The name of the first one is a ten knot very hard to remove from your string as it has to be shaved or untied a half knot at a time, also that knot can move. If you get ahold of winners choice they have a recomended knot that is close to the second knot shown but to start it you wind between the seperated strands and then wind around seperated strands, when you wind around them it locks in the tag end then you wrap up one of the sepreated strands wind around the peep then down the other side and whip finish at the end


----------



## jjohnson

Have had great results doing it this way. I usually tie it in something like the first pic until I shoot a hundred or so arrows. Then I will re-tie it like this:










http://www.archerytalk.com/vb/showthread.php?t=430921

This takes a little more time but it's guaranteed not to move.


----------



## leadsled

*peep*

Thanks Just_1_More for the great video.

Your method is much simpler than the way I used to do it. I tried your method recently on a new bow, and it worked great.


----------



## Wishbone

Anybody else have a new trick way to tie a peep ???


----------



## rocklocker2

*knots*

I tie in my peep with dental floss and the i use a barrel knot above an below.barrel knot is the same one used to make a slip float knot on a fishing line.it can be moved if needed but if tight it wont slip on its own.and i darken the lighter strand below the peep with magic marker.takes out the blur and you can see if anything has moved


----------



## HeadHunter

Bow Walker said:


> That's Le Earl tying one of the best knots to be found - both for peeps and for knocing points.
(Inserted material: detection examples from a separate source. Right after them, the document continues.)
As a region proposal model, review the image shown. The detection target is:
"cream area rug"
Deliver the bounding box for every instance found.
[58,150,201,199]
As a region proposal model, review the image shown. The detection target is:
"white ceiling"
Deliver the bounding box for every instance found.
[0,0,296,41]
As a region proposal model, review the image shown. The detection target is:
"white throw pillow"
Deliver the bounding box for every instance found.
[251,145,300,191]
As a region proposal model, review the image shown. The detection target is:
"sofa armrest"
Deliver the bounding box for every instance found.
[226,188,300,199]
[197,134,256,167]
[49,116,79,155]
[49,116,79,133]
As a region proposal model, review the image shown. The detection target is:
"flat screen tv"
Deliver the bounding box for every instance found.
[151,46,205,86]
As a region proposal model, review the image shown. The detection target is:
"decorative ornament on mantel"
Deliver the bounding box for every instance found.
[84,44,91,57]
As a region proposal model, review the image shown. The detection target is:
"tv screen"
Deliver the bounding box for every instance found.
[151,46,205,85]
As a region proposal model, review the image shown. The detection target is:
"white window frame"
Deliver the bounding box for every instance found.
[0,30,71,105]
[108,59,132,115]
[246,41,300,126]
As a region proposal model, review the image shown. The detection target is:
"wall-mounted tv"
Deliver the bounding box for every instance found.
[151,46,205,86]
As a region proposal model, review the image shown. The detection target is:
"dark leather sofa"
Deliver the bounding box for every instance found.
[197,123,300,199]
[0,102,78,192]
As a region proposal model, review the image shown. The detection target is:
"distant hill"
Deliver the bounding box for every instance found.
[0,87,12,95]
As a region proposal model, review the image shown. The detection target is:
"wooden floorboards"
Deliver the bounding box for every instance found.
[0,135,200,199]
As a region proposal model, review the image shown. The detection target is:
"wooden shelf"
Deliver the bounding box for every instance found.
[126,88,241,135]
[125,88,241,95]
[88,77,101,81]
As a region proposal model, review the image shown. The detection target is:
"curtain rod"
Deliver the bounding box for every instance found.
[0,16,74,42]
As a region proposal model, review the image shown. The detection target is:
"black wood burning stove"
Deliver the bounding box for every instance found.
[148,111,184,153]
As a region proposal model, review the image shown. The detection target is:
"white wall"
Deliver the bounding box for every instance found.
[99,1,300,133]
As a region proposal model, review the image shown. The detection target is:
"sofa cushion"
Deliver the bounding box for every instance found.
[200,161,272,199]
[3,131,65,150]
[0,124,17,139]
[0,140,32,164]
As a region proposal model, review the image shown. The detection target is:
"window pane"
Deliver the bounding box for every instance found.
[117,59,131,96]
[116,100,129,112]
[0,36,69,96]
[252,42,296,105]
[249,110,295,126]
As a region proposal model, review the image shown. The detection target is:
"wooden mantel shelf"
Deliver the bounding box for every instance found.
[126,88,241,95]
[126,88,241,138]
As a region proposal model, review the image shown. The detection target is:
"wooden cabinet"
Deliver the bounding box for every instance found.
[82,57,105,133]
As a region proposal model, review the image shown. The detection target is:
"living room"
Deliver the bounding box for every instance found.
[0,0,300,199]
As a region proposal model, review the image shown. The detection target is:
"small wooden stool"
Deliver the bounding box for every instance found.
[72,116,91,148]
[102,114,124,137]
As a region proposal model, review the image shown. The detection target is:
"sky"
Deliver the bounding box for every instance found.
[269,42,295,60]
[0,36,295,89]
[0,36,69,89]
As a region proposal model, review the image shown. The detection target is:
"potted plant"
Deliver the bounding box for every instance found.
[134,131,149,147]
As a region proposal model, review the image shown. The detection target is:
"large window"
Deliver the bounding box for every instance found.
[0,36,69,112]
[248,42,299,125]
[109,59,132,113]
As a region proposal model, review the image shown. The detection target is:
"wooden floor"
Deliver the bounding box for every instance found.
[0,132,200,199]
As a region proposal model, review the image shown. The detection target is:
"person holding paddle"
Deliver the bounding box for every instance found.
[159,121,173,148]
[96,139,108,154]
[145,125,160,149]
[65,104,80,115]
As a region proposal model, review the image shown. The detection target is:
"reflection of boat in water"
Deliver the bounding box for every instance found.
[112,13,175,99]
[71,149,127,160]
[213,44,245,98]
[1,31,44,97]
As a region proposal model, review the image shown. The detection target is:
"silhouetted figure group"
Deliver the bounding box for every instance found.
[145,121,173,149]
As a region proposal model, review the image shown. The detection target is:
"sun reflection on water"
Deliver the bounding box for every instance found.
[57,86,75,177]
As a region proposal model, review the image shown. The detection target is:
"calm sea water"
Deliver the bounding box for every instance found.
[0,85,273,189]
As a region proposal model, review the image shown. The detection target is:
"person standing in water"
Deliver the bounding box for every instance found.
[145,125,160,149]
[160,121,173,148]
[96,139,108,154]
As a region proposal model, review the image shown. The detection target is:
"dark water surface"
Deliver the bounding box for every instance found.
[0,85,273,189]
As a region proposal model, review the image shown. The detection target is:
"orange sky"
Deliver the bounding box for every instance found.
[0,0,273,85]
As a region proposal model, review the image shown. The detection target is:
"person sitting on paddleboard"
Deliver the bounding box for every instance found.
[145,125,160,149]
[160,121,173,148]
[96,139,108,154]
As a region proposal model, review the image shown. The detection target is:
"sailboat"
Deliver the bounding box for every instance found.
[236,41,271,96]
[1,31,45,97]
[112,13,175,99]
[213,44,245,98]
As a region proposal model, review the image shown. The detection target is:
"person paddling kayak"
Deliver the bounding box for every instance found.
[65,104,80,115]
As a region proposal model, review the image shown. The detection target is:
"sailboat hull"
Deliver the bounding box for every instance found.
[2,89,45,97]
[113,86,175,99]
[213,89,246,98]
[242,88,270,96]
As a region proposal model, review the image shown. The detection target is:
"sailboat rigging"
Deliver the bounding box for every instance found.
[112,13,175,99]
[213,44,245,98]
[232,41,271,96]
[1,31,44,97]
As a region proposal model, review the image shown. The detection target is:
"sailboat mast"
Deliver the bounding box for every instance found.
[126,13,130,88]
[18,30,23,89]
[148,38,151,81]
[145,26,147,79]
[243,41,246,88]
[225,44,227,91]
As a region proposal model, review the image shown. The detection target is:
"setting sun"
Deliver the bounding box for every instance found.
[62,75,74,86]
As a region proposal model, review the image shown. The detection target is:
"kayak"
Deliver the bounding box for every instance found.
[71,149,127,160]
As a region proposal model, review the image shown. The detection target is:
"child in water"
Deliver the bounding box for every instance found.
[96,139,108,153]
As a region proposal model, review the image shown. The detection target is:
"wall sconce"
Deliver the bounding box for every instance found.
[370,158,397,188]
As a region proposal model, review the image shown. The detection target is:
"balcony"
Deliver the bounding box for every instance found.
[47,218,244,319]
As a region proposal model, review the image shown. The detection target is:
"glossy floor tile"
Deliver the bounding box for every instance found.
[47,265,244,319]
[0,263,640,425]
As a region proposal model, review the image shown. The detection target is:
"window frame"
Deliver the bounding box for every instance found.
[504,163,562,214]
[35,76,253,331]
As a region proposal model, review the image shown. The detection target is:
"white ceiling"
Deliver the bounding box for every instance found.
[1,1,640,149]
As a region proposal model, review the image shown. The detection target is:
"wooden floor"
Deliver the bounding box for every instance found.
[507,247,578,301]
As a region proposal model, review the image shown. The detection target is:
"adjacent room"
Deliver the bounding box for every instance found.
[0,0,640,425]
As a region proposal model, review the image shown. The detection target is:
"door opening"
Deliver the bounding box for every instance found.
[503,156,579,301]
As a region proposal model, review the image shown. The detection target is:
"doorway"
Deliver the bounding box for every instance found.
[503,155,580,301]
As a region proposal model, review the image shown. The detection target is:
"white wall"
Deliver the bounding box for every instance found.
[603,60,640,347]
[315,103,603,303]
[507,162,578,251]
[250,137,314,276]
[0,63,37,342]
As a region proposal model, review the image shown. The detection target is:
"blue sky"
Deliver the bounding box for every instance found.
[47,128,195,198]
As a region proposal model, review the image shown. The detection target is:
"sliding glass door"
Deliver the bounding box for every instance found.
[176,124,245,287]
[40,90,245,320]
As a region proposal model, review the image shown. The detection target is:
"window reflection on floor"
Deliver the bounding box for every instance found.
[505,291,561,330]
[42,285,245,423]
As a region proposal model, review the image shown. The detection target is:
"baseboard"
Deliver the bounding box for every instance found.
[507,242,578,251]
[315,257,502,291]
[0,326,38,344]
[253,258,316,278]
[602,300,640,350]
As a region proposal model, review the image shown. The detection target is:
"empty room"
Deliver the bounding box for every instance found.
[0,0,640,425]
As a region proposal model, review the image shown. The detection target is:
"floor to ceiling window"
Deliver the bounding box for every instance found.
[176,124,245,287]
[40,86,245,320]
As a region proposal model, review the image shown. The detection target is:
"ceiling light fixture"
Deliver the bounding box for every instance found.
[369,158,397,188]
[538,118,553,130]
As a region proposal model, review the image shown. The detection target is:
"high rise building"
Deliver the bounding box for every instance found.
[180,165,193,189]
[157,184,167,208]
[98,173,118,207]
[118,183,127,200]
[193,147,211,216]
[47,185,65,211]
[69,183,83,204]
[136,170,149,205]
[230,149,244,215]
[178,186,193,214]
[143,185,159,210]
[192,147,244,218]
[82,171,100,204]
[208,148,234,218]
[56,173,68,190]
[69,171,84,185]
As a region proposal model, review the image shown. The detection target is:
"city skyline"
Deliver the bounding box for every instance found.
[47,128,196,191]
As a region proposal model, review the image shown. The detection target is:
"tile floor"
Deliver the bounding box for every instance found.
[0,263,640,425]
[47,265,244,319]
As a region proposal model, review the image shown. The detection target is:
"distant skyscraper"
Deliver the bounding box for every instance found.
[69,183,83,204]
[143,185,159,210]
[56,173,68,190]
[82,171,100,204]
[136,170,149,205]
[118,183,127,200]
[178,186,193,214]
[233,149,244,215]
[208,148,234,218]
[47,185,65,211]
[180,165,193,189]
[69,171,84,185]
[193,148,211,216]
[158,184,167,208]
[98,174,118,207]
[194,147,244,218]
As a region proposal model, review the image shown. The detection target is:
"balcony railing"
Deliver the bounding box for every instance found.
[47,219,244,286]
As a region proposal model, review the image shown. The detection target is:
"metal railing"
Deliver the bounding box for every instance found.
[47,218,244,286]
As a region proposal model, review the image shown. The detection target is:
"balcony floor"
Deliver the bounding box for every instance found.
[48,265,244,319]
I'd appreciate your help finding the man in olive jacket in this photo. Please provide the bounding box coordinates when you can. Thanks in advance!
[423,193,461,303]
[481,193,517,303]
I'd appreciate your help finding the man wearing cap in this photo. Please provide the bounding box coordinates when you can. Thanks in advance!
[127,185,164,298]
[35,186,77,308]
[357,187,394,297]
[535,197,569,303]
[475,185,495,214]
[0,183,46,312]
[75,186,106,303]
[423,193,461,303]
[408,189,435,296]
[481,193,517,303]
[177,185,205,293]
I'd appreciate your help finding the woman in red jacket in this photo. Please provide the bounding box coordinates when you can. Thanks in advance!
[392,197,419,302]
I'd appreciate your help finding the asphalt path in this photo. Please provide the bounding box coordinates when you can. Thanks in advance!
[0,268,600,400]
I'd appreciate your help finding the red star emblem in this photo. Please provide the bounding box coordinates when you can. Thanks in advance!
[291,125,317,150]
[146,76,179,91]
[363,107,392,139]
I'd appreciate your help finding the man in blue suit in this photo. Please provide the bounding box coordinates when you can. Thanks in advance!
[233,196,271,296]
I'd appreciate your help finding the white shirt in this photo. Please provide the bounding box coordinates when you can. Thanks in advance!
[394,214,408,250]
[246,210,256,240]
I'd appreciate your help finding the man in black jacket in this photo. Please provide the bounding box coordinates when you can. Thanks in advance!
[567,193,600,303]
This is the way I do it also. Never had one move on me and it is so much quicker than serving it in. Although I don't use it for nocking points. Using a string loop I've never seen the need for a nock.


----------



## bowhunterCN

start with a Prussic hitch, tying 5 times, end with 2 Overhand Knots and burn.


----------



## introverted

i use old bowstring material for mine, and they work out great


----------



## burdog

Figure four works great for me.


----------



## IRONCROSS

Here cave men lol http://www.youtube.com/watch?v=VZsDiVgthbo BTW who uses picture diagrams? Oh thats right the archery industry does, some of them.


----------



## peteo

Great info.


----------



## LarrySasaki

Great to know.


----------